Have you ever experienced that feeling of spilling your guts or sharing your heart and then wanting to run and hide forever?

I feel like I probably have to re introduce myself. It’s been a long time since I’ve blogged. It’s been a crazy semester with a big renovation, move and out of province trip.

But honestly, I don’t think that’s why I haven’t written.

Something happened that made me a little gun shy. I can’t even pin point what, but the last thing I’ve wanted to do is share my heart with anyone.

For some reason, the Lord always calls me to be more transparent, open and vulnerable.

I guess in some ways I’ve been like Jonah. God called him to go to Ninevah, and he tried to run and hide.

I have words that flood into me and I say to the Lord “you don’t really want me to share that, right? Haven’t I plastered my life around enough?

But the nudge from the Holy Spirit never leaves.

Write.

Write.

Write.

So here I am, in the middle of a 3 day detox program that’s left my with a brutal headache, a maddening sugar craving and the realization that I need to get back on track in a few areas of my life.

And yes, sharing my life, my thoughts, my journey is one of those areas, even though I want to run and hide from that call.

To start off a recommitment to this lifestyle of an open heart, I will tell you this has been one of the hardest few months of my life in regards to anxiety.

For some reason the last push through our house project almost sent me over the edge. I put on a good front when I needed to, and tried my best to not look like I was feeling.

I was exhausted to my core on every level in a way I had never experienced.

To make it all worse, my job of “pastor” hung over me like a sick joke.
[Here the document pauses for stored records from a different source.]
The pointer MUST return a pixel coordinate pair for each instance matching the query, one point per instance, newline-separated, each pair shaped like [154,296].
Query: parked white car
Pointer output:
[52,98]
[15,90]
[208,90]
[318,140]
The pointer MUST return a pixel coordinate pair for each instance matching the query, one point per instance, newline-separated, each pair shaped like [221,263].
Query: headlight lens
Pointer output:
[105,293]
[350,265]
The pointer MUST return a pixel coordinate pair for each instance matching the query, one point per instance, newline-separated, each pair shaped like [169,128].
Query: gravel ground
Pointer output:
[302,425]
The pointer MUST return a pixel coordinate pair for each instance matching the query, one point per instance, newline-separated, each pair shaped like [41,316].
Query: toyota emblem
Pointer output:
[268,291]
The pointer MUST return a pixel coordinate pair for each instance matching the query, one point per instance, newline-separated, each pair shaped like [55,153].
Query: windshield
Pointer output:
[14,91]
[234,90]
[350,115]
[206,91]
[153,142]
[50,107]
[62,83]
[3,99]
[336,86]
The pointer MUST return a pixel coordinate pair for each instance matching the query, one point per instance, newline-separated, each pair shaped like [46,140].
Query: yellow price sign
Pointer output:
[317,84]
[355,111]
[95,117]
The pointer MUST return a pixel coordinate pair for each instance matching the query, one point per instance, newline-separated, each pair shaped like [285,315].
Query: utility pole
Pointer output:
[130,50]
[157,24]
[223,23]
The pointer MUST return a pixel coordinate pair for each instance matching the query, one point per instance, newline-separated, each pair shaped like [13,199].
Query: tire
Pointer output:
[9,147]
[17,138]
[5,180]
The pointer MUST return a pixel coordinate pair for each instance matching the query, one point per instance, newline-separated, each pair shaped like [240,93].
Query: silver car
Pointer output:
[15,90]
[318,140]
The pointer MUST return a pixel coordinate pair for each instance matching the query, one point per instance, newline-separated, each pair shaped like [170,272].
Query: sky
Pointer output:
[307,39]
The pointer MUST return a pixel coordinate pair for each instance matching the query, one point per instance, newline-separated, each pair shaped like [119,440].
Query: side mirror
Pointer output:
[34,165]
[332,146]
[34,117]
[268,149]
I believed lies that told me “how can you speak into anyone’s life if you’re such a mess right now.”

As I write now, I realize a lot of this started after my husband and I shared our story about porn. We received such an incredible amount of feedback, I moved from feeling encouraged to completely overwhelmed and like there was no way we could help everyone.
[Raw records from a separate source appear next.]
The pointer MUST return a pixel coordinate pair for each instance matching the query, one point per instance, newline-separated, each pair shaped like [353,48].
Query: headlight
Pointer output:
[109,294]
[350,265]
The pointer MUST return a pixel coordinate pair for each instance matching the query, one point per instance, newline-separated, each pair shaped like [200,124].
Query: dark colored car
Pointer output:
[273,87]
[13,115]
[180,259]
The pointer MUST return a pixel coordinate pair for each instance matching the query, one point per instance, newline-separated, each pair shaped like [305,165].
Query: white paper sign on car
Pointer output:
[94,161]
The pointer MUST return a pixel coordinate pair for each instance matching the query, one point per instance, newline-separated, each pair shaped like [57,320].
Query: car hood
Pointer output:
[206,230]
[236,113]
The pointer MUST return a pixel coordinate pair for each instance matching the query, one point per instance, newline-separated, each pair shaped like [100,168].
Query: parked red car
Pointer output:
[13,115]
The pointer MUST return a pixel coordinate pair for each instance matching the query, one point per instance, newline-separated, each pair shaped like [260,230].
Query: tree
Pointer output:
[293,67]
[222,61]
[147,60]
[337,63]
My desire to run and hide has just kicked in as I know that many people will feel the need to tell me that I can’t help everyone and I just need to pray for them.

I know.

But when you hear so many stories of so much brokenness and despair, it’s pretty near impossible for someone like me to turn off the compassion and walk away.

But the call to transparency remains to great, and I will write what God shows me, and I will, to the best of my ability, share the deep places of my heart and trust that even though I’d rather not lay it all out there sometimes, that the Lord knows what he is doing.